Sottoponendo un campione di 80 persone a risonanza magnetica funzionale, chiamate a scegliere tra 80 articoli a tema salute presi dalNew York Times, i ricercatori hanno monitorato cosa succede nel cervello quando qualcuno decide di condividere un articolo sui social. Analizzando gli scan, hanno riscontrato che le regioni coinvolte nella scelta sono quelle associate alla coscienza di sé e all'immedesimazione legata all'opinione che gli altri hanno di noi.

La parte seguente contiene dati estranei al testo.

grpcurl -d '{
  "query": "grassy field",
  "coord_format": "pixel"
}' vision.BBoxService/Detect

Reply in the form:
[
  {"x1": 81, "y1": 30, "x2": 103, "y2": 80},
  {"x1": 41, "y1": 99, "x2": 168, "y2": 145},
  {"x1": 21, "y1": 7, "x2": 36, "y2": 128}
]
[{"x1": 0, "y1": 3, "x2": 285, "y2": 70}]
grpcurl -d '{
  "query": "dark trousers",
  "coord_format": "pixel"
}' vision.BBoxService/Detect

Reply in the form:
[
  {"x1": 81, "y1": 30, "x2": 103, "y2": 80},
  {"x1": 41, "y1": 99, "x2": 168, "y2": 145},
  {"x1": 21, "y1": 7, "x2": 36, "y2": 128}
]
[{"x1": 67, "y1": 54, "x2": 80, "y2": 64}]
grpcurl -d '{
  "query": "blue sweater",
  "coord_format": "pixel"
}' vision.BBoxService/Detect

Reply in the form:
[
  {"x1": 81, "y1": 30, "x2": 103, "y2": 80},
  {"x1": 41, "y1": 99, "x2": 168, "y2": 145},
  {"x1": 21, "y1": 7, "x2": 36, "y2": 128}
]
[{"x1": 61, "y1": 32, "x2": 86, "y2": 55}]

Anche se il narcisismo da social può sembrare banale, la cosa interessante è che queste stesse aree si attivavano anche quando i soggetti vengono chiamati a leggere qualcosa per il puro interesse personale. Quando scegliamo qualcosa a cui interessarci, quindi, tendiamo sempre a pensare al contesto sociale di riferimento oltre che al puro interesse personale. Probabilmente, alla base, c'è l'esigenza radicata di sentirsi accettati e integrati nella comunità.

A giudicare dai risultati della ricerca neurologica, i contenuti potenzialmente virali sono quelli che fanno sembrare intelligenti e interessanti le persone che li condividono — sempre e comunque in relazione al contesto a cui si riferiscono. Noi di Motherboard  attendiamo con ansia i risultati pubblicati nel secondo paper, per vedere se le previsioni delle due dottorande dell'università della Pennsylvania sono corrette. L'unica domanda che ci poniamo, a questo punto, è cosa differenzia un nostro articolo dall'altro in termini di viralità, visto che fanno sembrare tutti ugualmente intelligenti.